We need a new drug platform because the current model only satisfy the owners of the pharma corporations.


I recently listened to a podcast featuring Dr Matt McCarthy, who is an infection diseases physician and ethics professor and who authored the book Superbugs[1].

He did a good job (to a layperson such as myself anyway) of explaining why big pharma don't have much incentive to develop new antibiotics, possible financial interventions that may makes sense, and the alternative treatments that are being developed.

I haven't read the book, but he's done quite a bit of press around it on podcasts, youtube etc. Definitely worth a listen to learn more about the topic.

[1] https://www.goodreads.com/en/book/show/42878826-superbugs


The simple reason is pharma wants to develop chronic use drugs or cancer drugs, and why would they want to make antibiotics that are carefully rationed, if profits are lower? Seems to me, we may need a socialized, international effort, an ISS of antibiotic development.

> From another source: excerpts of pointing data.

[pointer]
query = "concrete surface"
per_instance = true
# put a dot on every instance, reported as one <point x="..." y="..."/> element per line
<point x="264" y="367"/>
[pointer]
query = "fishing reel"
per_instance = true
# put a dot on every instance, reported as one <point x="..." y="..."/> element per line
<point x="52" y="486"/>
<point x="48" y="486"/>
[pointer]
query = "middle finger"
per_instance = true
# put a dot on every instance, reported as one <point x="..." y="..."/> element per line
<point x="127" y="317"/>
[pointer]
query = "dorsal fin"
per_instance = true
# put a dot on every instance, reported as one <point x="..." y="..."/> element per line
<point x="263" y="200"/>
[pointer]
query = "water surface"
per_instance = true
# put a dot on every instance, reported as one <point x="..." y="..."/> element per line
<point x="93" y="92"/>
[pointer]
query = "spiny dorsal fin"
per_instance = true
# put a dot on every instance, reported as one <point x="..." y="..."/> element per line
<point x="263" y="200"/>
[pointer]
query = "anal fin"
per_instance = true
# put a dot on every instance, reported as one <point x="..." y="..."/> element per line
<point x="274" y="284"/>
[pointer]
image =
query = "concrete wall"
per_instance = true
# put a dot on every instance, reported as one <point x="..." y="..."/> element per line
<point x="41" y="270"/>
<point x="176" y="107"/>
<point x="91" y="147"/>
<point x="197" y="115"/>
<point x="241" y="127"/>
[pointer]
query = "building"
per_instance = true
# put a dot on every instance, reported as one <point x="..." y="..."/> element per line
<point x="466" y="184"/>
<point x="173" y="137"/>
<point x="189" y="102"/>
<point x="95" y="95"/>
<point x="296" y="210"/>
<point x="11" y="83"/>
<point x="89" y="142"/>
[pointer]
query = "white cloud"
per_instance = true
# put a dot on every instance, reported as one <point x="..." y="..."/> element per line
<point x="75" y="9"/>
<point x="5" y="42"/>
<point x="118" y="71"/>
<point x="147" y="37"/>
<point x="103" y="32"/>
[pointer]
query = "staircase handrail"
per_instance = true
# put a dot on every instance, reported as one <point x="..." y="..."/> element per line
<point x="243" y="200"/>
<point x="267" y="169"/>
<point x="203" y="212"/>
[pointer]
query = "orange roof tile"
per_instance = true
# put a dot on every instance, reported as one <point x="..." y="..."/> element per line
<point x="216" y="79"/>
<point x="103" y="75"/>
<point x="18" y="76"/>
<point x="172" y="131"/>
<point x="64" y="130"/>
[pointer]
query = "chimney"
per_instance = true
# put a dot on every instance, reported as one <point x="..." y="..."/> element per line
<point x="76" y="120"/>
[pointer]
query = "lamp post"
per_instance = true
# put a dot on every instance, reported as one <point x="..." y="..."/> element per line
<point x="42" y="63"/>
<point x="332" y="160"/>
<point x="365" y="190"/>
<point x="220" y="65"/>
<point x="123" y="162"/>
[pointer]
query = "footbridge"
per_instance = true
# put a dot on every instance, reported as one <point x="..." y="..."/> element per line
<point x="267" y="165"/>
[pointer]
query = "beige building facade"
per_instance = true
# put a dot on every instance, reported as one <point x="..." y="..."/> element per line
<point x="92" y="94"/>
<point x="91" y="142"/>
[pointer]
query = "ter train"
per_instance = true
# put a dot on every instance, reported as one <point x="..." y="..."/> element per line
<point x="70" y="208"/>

Yep, I agree with him. Without the right incentives we are dead in the water.


this has nothing to do with how Big Pharma develops drugs...


I suspect the parent was referring to the lack of incentives for big pharma to develop new antibiotics, which is of course very relevant in a discussion around resistance to existing drugs.

I don't believe this to be a contentious issue. It is well understood that the current model and associated costs of drug development provide little incentive for research and development of novel antibiotics.

In the words of the infectious diseases physician I referenced in another comment:

For the past 75 years, we've relied on a partnership between the federal government and big pharma to bring new antibiotics to market. And what we're seeing is that that partnership is dissolving, and it's dissolving for the simple reason that pharmaceutical companies increasingly are having trouble making a profit off of antibiotics.

The reason for that is if you think about an antibiotic, they are prescribed in short courses. And doctors are very stingy about doling them out. And even the best new antibiotic may wear out its welcome when the bacteria become resistant. So what we're finding is that these companies say, why would we want to make a product that doctors don't want to prescribe?

Now to address this, there are a number of policy proposals on the table. They're called push and pull incentives, which can entice these companies to stay in the antibiotic business. A push incentive might be something where you go to a company that's making billions of dollars and say we'll cut your corporate tax rate if you promise to invest some of those profits into new antibiotics. This is a sure-fire way to get more money into the pipeline. However, many people recoil at the idea of giving a tax break to a multi-billion dollar company.

https://www.npr.org/2019/06/02/729120288/-superbugs-book-chr...


Why ? If new antibiotics are not profitable in the long run, then you don't do that. That was presented in the podcast.

What is your explanation?


My explanation is the problem lies in the food source, not antibiotics. We can't rely on the continuous increase in the use of antibiotics to prevent a food cataclysm.

Presumably any newly developed antibiotic would be sold for prices similar to existing ones, if not for a premium. If this results in decreasing profits, then we must conclude development costs are rising, which suggests finding new antibiotics is increasingly harder. Sure, we can throw taxpayer money at it to have more drugs developed and introduced in the near-to-mid term, but if finding new antibiotics is indeed continuously harder, at some point it will also be too expensive for public money to finance R&D

We have to aim to solve the root cause, not just mindlessly continue to throw money at it


It has everything to do how pharma develops drugs and what are the incentives around medicine that we give to them.